Lesson Plan

The Path of the Black Death

Map showing the spread of the Black Death in Europe between 1346 and 1353.
Photo caption

Map showing the spread of the Black Death in Europe between 1346 and 1353.

Europe in the first half of the 14th century seemed to be preparing itself for significant changes. Cities grew in importance, though most of the population was still rural. Population increases had led to overuse of the available land. Poor harvests—also due to cooler, wetter weather—led to famines. The serf system was being undermined. Centralized political authority was becoming more powerful. Then the Black Death cut a path—both literal and figurative—through the middle of the 14th century.

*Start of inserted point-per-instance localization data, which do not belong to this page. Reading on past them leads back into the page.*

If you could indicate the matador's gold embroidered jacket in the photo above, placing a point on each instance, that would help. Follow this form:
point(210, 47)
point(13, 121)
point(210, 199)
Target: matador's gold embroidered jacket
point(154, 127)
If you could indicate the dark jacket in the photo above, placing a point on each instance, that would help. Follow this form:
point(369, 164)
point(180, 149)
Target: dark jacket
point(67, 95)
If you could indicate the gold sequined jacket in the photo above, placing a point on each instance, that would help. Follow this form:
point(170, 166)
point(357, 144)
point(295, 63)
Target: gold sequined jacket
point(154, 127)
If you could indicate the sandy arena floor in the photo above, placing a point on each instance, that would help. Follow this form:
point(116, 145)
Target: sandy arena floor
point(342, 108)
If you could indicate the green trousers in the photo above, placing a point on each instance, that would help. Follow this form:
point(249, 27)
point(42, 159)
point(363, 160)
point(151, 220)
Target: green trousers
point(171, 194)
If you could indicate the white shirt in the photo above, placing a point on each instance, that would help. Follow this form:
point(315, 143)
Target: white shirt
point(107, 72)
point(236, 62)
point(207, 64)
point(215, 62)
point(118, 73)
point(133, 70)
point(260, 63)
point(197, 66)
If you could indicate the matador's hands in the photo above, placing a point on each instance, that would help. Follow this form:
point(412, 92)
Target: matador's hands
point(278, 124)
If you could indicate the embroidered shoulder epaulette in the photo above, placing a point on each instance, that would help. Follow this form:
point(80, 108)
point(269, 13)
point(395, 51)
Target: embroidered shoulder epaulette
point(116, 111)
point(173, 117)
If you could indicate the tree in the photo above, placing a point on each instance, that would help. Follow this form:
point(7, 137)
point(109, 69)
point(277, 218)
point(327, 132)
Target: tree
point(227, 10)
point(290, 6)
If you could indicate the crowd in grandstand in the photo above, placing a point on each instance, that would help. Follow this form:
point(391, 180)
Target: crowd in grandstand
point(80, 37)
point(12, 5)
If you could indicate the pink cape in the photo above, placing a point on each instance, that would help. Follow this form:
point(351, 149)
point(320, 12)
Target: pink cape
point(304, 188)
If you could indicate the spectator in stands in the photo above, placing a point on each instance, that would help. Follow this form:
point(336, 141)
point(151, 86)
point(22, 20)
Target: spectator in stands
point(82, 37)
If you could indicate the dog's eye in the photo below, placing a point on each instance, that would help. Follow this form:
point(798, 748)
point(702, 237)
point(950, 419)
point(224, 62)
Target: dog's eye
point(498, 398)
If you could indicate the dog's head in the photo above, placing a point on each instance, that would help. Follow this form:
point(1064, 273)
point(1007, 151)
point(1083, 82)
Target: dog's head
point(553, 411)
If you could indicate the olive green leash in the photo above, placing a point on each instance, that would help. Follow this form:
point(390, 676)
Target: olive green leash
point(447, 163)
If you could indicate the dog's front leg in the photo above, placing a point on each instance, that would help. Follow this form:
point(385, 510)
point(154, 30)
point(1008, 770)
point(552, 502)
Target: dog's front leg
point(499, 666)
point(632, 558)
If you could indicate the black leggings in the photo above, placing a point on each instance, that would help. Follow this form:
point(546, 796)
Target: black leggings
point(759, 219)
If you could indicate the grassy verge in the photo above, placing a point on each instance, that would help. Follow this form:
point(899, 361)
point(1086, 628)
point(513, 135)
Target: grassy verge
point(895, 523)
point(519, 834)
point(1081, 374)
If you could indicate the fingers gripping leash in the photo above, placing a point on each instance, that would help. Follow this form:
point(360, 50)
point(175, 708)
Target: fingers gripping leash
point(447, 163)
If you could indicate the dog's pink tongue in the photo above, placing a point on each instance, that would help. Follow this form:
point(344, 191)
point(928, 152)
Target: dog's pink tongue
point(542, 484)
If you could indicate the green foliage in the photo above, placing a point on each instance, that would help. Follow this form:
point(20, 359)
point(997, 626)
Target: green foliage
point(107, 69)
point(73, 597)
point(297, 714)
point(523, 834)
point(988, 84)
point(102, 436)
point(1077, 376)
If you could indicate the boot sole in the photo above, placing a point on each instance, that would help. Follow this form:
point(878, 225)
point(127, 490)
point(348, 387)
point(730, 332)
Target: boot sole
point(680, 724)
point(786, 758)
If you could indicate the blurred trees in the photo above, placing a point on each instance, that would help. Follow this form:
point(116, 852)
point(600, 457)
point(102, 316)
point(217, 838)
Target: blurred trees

The disease was caused by the bubonic plague, which was spread by rats, whose fleas carried the plague bacilli from the East along trade routes until it penetrated almost all of Europe, killing at least one out of every three people.

Such a radical alteration in population in any place, at any time, would likely set off dramatic changes in society. What happened in a Europe already beginning to transform itself? In this lesson, students analyze maps, firsthand accounts, and archival documents to trace the path and aftermath of the Black Death.

Guiding Questions

How did the Black Death change the political, economic, and social institutions of Europe?

What medical and other technological developments came as a result of the Black Death?

How did the Black Death effect the ecology and environment of Europe?

To what extent did the Black Death move Europeans out of the Middle Ages?

Learning Objectives

Analyze the movement and impact of the Black Death using visuals, including maps, charts, and graphs. 

Evaluate the short and long-term effects of the Black Death in Europe and elsewhere.

Analyze the environmental, ecological, and labor related changes that occurred in Europe during and as a result of the Black Death.

Assess how the onset of the Black Death resulted in changes within political, economic, and social institutions.